| Re: Waterfalls Hi John
I wanted to take some time to read through and attempt to fully understand the papers that you presented however there are still some things that I'm not convinced of from your arguments. In your first article that you posted I don't see it directly referring to integration time. It does mention 50 ms, as that is the rough time where humans start to get out of the Haas effect. (Actually the Haas effect is around 30-40 ms) In attempting to model human hearing, they eliminated peaks that were closer than 50 ms, because they are stating that they aren't heard and there for aren't relevant. I do find it interesting that they don't keep the first detected peak, even though that could potentially be the peak that humans would “hear”.
Also they state that sounds with slow attacks are not represented well by this algorithm they created. Since almost all sounds that fall in the frequencies we're discussing have a slow attack time, I think this article is more or less irrelevant in this discussion.
The second and third articles seem to have less to do with our discussion albeit they had some interesting reading. They are quite long however, and I can't state that I explicitly understood every single paragraph that was written. If there is a specific section to support your case, then perhaps you could point it out to me.
In the third article it seems to me to state that temporal integration doesn't have anything to do with a delay of sensation at various frequencies but rather a variation of sensation based on the duration of tones.

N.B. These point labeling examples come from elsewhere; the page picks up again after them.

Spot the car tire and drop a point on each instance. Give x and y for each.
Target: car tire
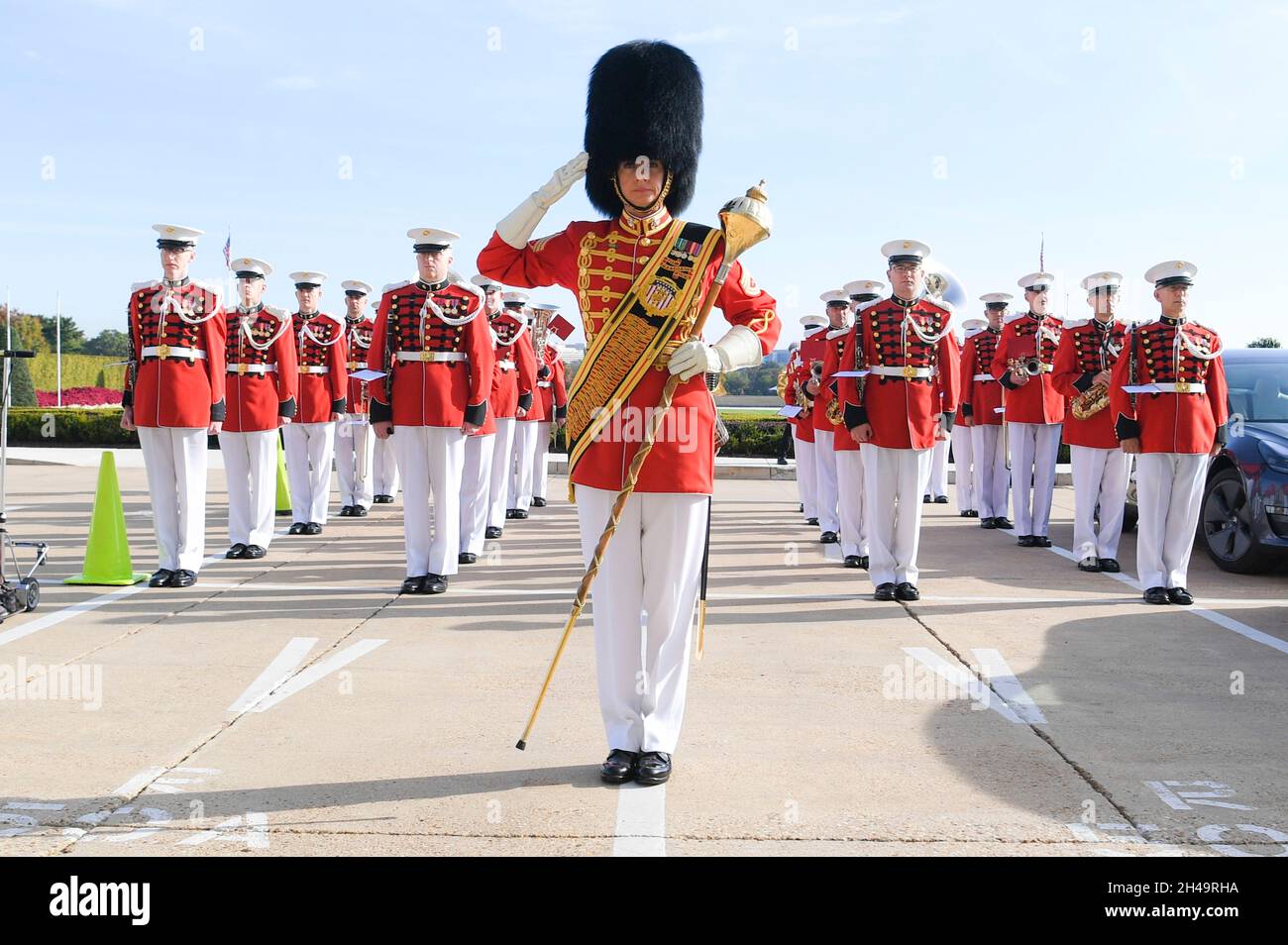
(1225, 527)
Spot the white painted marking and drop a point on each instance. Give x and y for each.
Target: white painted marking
(640, 820)
(993, 667)
(277, 673)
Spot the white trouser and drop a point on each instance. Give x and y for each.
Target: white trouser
(385, 469)
(353, 454)
(894, 480)
(824, 475)
(1034, 448)
(250, 463)
(175, 461)
(540, 476)
(498, 484)
(992, 477)
(643, 601)
(1099, 477)
(938, 484)
(1168, 494)
(519, 490)
(964, 468)
(849, 481)
(309, 450)
(476, 481)
(806, 481)
(432, 460)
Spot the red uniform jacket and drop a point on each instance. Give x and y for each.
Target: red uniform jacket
(181, 382)
(323, 378)
(416, 318)
(982, 395)
(357, 342)
(599, 262)
(552, 389)
(258, 400)
(1086, 349)
(515, 374)
(1171, 422)
(833, 349)
(903, 412)
(1035, 402)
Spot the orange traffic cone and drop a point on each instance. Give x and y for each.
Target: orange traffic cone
(107, 553)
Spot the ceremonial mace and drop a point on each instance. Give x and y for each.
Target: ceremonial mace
(743, 222)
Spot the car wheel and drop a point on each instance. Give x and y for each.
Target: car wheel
(1225, 525)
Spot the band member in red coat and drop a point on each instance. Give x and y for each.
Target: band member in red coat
(639, 277)
(1168, 396)
(982, 412)
(1083, 364)
(309, 441)
(174, 396)
(1034, 409)
(481, 448)
(902, 404)
(799, 373)
(355, 445)
(437, 355)
(552, 394)
(262, 385)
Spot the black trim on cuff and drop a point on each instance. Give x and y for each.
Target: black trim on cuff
(1126, 428)
(855, 416)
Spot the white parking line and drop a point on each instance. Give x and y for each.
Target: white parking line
(640, 820)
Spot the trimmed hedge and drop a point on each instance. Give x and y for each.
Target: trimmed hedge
(78, 370)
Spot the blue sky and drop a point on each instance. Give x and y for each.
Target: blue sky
(1128, 134)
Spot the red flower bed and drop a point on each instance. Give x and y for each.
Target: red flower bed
(80, 396)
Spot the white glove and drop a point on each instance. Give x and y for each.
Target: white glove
(516, 228)
(738, 349)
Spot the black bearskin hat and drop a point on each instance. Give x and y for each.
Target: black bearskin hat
(644, 98)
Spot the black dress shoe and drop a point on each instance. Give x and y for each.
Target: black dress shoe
(906, 591)
(618, 766)
(653, 768)
(1157, 595)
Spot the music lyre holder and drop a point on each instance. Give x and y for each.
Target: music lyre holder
(24, 591)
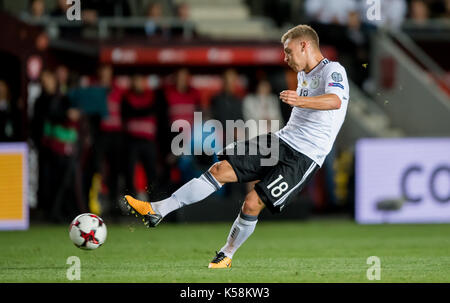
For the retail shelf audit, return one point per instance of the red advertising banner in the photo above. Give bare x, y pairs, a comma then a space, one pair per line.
239, 55
198, 55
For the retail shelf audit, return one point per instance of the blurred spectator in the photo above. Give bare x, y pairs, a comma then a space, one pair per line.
330, 12
60, 9
182, 13
182, 101
62, 77
36, 9
140, 124
227, 105
446, 14
9, 115
392, 13
263, 105
154, 14
107, 8
92, 102
54, 133
419, 13
111, 141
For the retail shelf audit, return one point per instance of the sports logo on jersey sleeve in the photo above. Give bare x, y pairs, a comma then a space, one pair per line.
335, 84
337, 77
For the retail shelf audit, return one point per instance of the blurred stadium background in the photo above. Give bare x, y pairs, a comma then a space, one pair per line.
77, 130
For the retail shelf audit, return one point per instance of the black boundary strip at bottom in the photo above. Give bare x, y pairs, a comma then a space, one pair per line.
224, 292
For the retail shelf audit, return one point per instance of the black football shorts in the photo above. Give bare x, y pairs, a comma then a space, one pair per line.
282, 171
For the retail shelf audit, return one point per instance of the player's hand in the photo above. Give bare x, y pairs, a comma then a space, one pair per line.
290, 97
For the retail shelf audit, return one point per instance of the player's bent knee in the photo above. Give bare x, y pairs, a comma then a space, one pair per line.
223, 172
253, 204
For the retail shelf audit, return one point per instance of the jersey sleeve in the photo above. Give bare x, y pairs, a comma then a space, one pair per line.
336, 81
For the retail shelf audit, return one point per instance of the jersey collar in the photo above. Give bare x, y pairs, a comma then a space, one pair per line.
312, 70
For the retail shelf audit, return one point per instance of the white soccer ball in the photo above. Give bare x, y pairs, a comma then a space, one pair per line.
87, 231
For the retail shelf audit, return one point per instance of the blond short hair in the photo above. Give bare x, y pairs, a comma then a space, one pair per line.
301, 31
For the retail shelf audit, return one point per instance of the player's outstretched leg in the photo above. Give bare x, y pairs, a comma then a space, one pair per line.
193, 191
242, 228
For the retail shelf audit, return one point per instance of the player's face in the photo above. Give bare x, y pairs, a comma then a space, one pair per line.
294, 56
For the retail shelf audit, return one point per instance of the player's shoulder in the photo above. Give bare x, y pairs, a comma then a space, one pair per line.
333, 65
334, 68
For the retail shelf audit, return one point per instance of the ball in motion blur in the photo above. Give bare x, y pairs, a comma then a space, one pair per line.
87, 231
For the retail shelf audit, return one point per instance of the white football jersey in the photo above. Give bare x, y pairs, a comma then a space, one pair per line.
312, 132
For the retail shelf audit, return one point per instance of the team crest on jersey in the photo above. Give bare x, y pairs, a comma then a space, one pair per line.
337, 77
315, 82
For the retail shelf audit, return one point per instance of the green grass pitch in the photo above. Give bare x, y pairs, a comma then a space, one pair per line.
311, 251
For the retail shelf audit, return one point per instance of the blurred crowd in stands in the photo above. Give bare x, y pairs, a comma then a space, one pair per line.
101, 136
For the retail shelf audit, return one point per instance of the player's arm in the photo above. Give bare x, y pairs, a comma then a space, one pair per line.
322, 102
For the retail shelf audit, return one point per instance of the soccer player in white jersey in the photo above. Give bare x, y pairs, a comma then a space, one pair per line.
318, 111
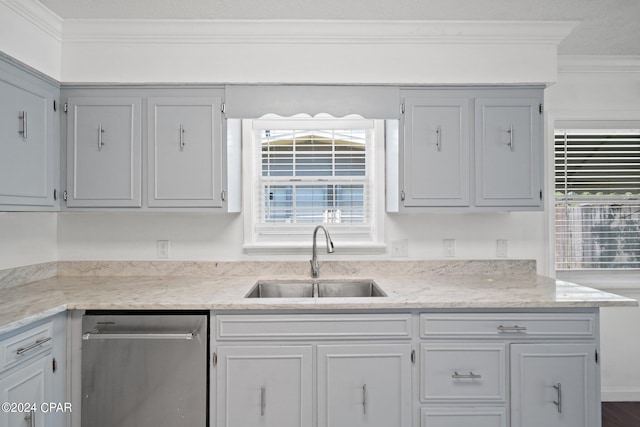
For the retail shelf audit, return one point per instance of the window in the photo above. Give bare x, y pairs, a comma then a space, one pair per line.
597, 209
309, 171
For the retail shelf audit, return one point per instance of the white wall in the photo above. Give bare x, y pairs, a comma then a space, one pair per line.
27, 238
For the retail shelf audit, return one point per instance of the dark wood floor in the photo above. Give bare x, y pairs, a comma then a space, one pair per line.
621, 414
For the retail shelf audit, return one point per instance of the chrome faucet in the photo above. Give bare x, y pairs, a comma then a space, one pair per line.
315, 268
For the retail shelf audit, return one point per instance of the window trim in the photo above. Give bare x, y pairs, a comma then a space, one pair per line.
298, 237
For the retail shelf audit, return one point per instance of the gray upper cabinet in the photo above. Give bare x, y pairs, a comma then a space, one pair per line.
185, 167
28, 145
436, 152
104, 152
509, 149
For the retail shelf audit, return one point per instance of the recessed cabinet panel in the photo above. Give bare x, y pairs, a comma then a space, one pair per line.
436, 152
463, 372
553, 385
26, 149
463, 417
104, 152
364, 385
260, 386
185, 152
508, 152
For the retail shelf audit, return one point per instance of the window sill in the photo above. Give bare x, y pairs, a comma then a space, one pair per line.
289, 249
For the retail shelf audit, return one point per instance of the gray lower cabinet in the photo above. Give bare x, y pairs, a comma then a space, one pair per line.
28, 141
264, 386
365, 385
436, 152
554, 385
184, 152
32, 375
509, 149
104, 151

According my understanding of your hypothesis of “gate time” there would be a noticeable delay of lower frequencies from higher frequencies. I'm just guess here, but if you're saying that there's a 50ms “gate time” at 40Hz, than it might be logical to assume that there is a 100ms gate time at 20Hz, and a 25ms gate time at 80Hz?
Using this assumption, I consider the proposition quite preposterous. From listening experience I can with great certainty say, there is no noticeable delay of lower frequencies as my understanding of gate time seems to imply.

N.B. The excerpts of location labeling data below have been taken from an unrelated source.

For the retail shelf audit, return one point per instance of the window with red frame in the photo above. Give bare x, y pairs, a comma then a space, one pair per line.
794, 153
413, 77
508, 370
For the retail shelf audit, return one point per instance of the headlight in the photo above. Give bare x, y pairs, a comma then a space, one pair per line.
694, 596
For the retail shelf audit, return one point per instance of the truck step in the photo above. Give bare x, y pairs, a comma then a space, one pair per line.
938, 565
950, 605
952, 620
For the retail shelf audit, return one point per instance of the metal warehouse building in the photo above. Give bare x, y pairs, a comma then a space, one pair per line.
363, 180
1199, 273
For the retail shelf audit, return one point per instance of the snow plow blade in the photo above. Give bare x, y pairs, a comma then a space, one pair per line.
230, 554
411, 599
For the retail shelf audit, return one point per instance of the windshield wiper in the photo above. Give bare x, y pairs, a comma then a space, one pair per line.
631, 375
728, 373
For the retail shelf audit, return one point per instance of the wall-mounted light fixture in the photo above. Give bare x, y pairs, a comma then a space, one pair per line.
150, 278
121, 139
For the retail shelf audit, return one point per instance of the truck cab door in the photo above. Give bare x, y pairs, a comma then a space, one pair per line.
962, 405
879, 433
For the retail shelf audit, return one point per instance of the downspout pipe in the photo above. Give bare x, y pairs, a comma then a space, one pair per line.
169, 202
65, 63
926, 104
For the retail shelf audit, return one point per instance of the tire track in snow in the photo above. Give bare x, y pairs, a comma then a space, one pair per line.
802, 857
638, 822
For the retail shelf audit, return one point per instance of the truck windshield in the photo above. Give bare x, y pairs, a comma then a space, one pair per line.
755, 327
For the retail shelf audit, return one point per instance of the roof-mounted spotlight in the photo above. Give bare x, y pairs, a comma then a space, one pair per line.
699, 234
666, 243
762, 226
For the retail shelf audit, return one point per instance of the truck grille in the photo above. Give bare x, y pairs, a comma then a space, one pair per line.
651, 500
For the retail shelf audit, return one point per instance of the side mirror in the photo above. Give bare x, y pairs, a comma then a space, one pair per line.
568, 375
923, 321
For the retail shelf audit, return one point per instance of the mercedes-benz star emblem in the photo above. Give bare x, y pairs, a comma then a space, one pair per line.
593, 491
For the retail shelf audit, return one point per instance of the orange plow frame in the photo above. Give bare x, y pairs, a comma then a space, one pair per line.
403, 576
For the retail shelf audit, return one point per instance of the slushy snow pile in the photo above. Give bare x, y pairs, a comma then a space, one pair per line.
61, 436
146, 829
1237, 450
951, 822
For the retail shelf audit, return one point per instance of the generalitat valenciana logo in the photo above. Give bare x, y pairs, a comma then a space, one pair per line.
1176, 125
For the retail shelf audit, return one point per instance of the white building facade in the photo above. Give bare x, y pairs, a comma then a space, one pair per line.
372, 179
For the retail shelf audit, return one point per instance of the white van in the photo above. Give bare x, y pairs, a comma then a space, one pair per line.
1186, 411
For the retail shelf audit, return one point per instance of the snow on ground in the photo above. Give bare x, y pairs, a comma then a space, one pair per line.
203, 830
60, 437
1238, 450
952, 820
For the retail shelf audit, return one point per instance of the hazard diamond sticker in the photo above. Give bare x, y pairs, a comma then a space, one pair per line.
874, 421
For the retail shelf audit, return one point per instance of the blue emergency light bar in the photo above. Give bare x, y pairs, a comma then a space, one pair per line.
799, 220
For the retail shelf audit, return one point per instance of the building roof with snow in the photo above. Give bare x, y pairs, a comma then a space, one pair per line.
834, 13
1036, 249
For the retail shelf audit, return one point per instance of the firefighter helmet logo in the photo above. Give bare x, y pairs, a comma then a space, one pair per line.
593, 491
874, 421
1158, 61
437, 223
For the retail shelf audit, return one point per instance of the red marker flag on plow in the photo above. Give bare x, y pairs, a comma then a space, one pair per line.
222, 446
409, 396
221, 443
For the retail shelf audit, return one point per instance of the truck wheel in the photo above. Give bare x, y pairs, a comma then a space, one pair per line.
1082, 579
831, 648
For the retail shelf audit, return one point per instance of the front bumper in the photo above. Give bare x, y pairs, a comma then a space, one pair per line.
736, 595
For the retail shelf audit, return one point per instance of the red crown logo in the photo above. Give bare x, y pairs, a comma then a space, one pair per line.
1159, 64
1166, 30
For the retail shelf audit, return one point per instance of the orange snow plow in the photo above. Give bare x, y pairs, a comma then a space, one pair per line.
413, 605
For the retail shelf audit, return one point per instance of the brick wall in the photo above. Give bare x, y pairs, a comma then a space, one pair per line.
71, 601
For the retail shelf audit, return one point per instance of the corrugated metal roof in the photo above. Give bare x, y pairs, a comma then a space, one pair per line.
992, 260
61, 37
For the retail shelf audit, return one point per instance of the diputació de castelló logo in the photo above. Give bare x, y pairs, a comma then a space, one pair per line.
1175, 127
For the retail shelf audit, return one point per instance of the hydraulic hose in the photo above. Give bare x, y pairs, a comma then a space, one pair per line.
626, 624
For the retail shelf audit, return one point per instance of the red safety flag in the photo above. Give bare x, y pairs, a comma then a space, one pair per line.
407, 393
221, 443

If I am changing your words to mean something different than what you intended, please point out my flaws in reasoning.
In regards to the first part of your post, you claim that humans need to hear an entire cycle, or at least a half cycle of a waveform in order to identify it. To my understanding I don't believe this is true. I tried to find some research to this effect, but haven't found what I was looking for as of yet.
I do propose a real world situation though. If humans need to hear an entire cycle of a waveform would they be able to hear low frequencies in headphones. Obviously the size of waveforms are far to large to reside in the space between a headphone and an eardrum. Now I know your response to this, is that the waves would go through their pressure variances, from compression to rarefaction in that space without the full waveform being present at any one time. This still presents the problem, that the waves of lower frequencies would be heard later in reference to higher frequencies, resulting in a glissando effect with everything we heard. Hearing high frequencies and then having the low frequencies be heard later in time. In order to hear 20Hz there would have to be a delay of approximately 50ms causing a discreet delay. (I think this might be a more accurate measurement to use for “gate time” since a 20Hz wave has a wavelength of approximately 17 metres, which would take approximately 50ms to propogate.)

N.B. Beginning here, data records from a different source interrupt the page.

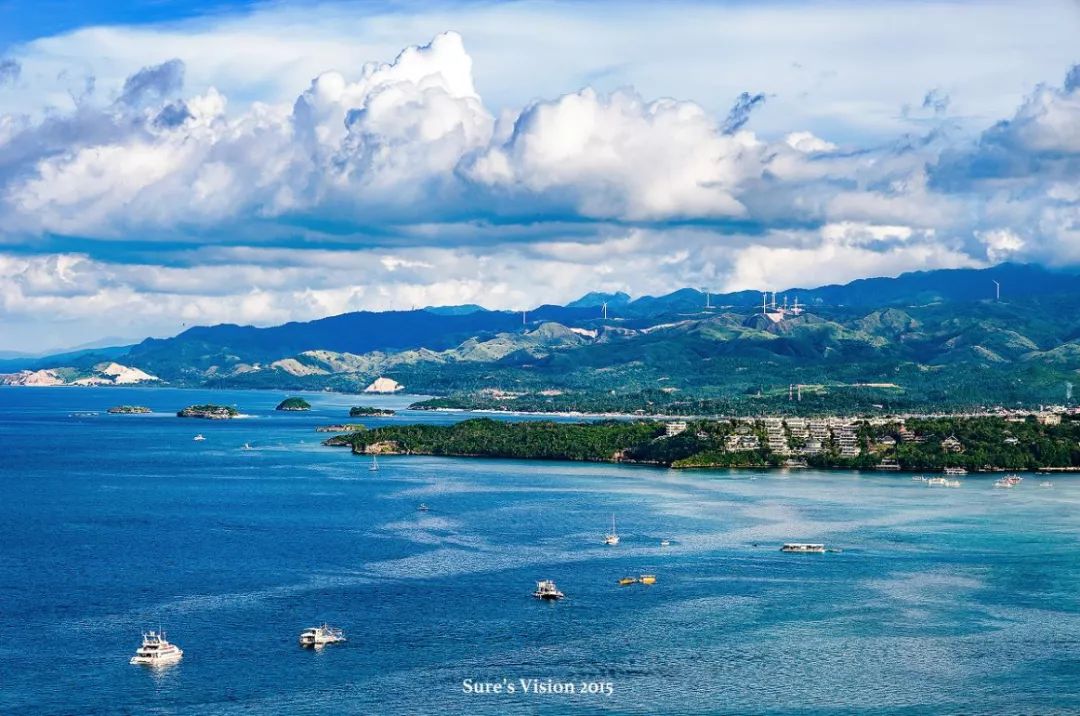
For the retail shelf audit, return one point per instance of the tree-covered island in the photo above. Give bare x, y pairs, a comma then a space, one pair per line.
129, 409
918, 444
368, 411
294, 404
208, 411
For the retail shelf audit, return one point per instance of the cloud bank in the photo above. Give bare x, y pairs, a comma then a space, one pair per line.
148, 206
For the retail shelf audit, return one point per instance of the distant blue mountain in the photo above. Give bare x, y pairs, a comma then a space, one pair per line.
455, 310
596, 299
202, 350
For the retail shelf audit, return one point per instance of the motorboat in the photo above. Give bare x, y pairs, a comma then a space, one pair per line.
315, 637
612, 538
157, 651
548, 591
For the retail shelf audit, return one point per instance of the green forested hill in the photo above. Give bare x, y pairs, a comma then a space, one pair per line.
928, 343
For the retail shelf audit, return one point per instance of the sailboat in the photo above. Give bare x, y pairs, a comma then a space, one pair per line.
611, 539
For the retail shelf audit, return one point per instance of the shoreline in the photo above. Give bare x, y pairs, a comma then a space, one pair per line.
643, 463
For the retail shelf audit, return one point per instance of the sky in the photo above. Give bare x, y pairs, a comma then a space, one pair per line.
169, 164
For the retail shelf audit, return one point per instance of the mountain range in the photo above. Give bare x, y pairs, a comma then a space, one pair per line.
916, 341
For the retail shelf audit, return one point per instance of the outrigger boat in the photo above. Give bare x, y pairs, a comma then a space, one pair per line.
804, 548
314, 637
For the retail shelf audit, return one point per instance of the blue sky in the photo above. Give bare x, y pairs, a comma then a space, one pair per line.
166, 164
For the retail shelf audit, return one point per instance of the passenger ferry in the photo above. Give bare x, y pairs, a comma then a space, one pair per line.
320, 636
548, 591
156, 651
1009, 481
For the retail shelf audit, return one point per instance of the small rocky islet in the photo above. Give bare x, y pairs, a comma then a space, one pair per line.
129, 409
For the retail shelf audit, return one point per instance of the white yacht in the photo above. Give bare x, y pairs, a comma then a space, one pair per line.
320, 636
156, 651
548, 591
611, 539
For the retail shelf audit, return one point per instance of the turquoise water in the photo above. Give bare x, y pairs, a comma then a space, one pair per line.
943, 600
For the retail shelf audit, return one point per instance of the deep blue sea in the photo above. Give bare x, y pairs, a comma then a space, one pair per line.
943, 600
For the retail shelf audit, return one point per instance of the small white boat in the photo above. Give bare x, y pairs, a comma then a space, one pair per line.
611, 539
548, 591
315, 637
157, 651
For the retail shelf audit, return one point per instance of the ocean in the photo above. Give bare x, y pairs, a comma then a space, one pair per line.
939, 600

I don't believe there is such a delay although I am going to conduct my own listening tests to determine if I am correct or not.
As it is, I'm going to be on location all of next week, so I probably won't be able to respond to any of your responses, although I will try to read them, and then respond next weeknd.
Thanks for this interesting and entertaining debate. I am certainly learning some new things, and stretching my brain in ways that it hasn't been stretched since I was in school.